When she opened her eyes again, she saw Loch leaning forward and looking out the tiny window. She forced herself to do the same. The ground seemed impossibly far away, and the plane was still climbing. Loch was saying something.
“What?” she asked, turning back to look at him.
“I said, Lear jets can cruise at about eight miles up,” he repeated. “That’s probably where we’ll level off.”
She couldn’t tell if it was eight miles or not, but when the jet did ease into level flight, she couldn’t even see any roads or buildings on the ground below. She was about to ask Loch if he traveled like this all the time, when suddenly the flatscreen mounted in the front bulkhead came to life. It showed a cool-looking woman, a brunette in a red suit, with an expensive haircut. Was anything associated with Oakhurst not expensive? She had a professional TV-newscaster smile.
“Welcome to Oakhurst Academy,” the woman said, in a cool clear voice that made her seem even more like a TV announcer. It gave Spirit the sharp scary feeling that she’d somehow wandered into a movie version of Real Life. “And if you had not wondered before this, by this point it has certainly occurred to you to wonder why you are here, and why you have never heard of us before this. Certainly you must be curious about the reasons your parents had for arranging for Oakhurst to become your guardian.”
“Well, duh,” Spirit muttered, that anger starting to smolder in her again, resentment pushing out the fear.
“The reason is simple. You are a Legacy.”
A what? Spirit thought, but Loch clearly understood what that meant, since he stifled a gasp of surprise.

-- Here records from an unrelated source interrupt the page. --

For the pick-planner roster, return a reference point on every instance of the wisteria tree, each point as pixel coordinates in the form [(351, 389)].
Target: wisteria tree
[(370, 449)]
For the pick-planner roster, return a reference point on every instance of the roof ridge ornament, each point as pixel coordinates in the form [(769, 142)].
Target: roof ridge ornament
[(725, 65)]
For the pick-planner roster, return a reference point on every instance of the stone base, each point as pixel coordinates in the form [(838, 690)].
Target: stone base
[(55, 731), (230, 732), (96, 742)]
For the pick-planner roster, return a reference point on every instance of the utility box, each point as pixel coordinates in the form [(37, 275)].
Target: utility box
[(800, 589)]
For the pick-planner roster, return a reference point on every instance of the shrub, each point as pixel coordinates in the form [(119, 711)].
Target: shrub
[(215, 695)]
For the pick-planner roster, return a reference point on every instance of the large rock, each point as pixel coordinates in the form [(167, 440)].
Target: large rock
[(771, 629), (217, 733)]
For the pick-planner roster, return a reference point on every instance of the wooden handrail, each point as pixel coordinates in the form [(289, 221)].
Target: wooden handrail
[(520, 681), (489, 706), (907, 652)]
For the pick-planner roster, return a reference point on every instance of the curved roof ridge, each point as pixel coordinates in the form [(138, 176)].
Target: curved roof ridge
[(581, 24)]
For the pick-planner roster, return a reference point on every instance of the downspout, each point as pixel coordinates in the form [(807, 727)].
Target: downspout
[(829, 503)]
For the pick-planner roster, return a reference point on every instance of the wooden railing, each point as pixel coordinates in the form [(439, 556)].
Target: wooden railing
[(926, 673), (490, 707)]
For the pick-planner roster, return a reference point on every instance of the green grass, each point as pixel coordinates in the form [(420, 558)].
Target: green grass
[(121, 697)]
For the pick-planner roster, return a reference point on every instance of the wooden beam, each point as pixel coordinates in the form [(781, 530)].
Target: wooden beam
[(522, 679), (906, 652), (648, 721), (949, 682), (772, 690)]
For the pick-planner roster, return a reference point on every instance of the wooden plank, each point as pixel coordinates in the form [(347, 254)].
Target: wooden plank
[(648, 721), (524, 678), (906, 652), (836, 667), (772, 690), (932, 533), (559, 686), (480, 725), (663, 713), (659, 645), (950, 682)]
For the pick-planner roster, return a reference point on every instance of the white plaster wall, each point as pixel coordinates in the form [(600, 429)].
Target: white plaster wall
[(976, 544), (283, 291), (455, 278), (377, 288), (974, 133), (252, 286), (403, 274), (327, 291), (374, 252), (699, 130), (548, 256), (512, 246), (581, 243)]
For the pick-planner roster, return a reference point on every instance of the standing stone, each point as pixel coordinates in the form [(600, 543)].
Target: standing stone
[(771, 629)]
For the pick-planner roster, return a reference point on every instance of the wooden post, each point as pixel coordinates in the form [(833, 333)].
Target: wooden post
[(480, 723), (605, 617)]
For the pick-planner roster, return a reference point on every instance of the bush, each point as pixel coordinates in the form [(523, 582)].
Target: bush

“What this means is that your parents, one or both of them, were also raised at Oakhurst. You might already be aware of that fact. If so, you have some idea of what Oakhurst will be like. But if you were not told, then all this is new information for you. And at this moment, I’m sure you’re thinking that they had been remarkably vague about why they had no brothers or sisters, why you had no grandparents.” Spirit’s resentment grew hotter: this woman, whoever she was, looked unbearably smug to her. “We won’t even begin to try to guess why your parent or parents kept this information from you. Perhaps it was a form of rebellion against what they felt was an extremely privileged upbringing. Whatever the cause, we at Oakhurst feel rather proprietary about our graduates. They might sever all ties with us, but we take our guardianship seriously, and keep careful track of their lives. Once they have children of their own, we contact them a single time, to arrange that, should the unthinkable happen, we will assume responsibility for their offspring. I am pleased to say this offer has never been rejected.”
Oh you are, are you? Spirit wanted to smack the expression right off Ms. TV Personality’s recorded face.
“We have no false modesty. Oakhurst graduates are the best of the best. They have the finest educations, and they are of excellent stock. Their children are no less.” Not just smug, but arrogant, Spirit decided. “You will be given the same education and opportunities. No matter what they become, an Oakhurst alumnus is born to lead.”
The television went blank again. Spirit stole a look at Loch. His expression was very thoughtful.
“Well,” he finally said. “That explains a lot.”
Spirit swallowed. She only wished she could agree.